Scouring best-of lists from last year to find ones that have flown under the radar, singer /harpist McVittie’s contemporary folk has stood out from among a vast array of names.

Label: Company of Corkbots
Time: 10 tracks / 47 mins

She is further evidence that the wider you spread your influences, the greater your work can be. Hers range from school years hymns, through teenage obsession with Prince to post-folk electronic artists like Tunng – although she also goes back to Eric Satie and folk song field recordist Alan Lomax.

What comes out from all that is an almost ambient folk album wearing a thin scarf of subtle electronica.

The collection mixes her own compositions and a handful of traditional songs, as well as blending more reflective passages both between and inside the stronger pieces, which can stand out while ambling along on atmospheric carpets.

The title track, and “Under the Pines,” for example, have singable tunes, but – like most tracks here – are far too slow for drums. The former brings in cascading, echoing self-harmonies for decoration, along with a trumpet swell and low-level electronica, while the latter has that leisurely trumpet offsetting her harp at its tinkliest.
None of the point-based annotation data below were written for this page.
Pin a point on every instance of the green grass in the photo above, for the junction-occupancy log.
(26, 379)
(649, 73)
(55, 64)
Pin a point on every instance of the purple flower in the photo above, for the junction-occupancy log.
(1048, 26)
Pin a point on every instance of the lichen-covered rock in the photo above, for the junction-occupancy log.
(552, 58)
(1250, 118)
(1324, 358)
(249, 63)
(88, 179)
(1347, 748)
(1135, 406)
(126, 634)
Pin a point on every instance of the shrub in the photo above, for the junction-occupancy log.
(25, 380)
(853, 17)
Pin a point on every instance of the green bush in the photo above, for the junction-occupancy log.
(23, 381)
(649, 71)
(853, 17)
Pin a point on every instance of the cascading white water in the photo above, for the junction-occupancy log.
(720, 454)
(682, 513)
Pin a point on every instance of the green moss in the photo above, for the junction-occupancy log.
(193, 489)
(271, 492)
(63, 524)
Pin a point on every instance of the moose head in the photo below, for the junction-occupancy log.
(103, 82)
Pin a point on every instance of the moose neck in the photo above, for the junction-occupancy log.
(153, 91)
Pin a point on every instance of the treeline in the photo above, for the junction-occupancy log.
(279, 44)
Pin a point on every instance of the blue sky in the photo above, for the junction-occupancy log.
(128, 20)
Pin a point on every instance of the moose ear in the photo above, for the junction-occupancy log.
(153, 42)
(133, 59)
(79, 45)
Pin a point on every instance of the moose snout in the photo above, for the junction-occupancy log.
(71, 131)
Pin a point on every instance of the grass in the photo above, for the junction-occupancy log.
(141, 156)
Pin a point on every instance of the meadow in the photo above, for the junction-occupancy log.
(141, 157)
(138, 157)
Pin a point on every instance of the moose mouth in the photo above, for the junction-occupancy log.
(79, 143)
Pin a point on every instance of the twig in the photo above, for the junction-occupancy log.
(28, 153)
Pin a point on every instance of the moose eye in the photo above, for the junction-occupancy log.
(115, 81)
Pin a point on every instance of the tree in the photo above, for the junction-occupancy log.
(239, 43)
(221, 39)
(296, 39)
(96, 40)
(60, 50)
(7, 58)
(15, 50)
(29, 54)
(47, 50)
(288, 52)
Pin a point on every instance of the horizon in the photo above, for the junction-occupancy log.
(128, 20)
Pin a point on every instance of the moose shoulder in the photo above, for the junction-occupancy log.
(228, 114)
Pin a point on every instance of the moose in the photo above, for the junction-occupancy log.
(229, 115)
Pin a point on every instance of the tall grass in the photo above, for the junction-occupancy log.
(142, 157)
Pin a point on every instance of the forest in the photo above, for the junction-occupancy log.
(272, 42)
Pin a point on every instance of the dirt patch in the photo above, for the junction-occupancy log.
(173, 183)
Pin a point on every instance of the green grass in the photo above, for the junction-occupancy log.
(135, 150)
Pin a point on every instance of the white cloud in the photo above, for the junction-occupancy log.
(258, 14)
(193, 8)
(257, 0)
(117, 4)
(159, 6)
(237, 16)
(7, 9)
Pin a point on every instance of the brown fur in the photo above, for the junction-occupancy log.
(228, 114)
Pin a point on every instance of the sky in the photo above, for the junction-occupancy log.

Similarly, “And the Glamour Fell on Her” (a phrase meaning “out of touch with reality” or “in a dream world”) is suitably drifting and feels a little out of synch. Like “Broken like the Morning,” it would be unremarkable on many albums, but here help to build the calming, otherworldly mood.

Opener “When the Angels Wake You” could easily fit on Abigail Washburn’s City of Refuge, with harp replacing banjo, and the jaunty tune “The Flower of Magherally” is shrouded in flutes. So there is plenty of organic sound here.   

The strength of the traditional songs really anchors things. Tunes don’t sound more traditional than “Newry Mountain,” but its highly sympathetic strings arrangement is inventive enough to make it feel contemporary.

Inventive, chilled and marinated in twinkling harp, this is surely a release that other folk artists are sitting up and noticing with a view to how their own sounds might bend in its direction.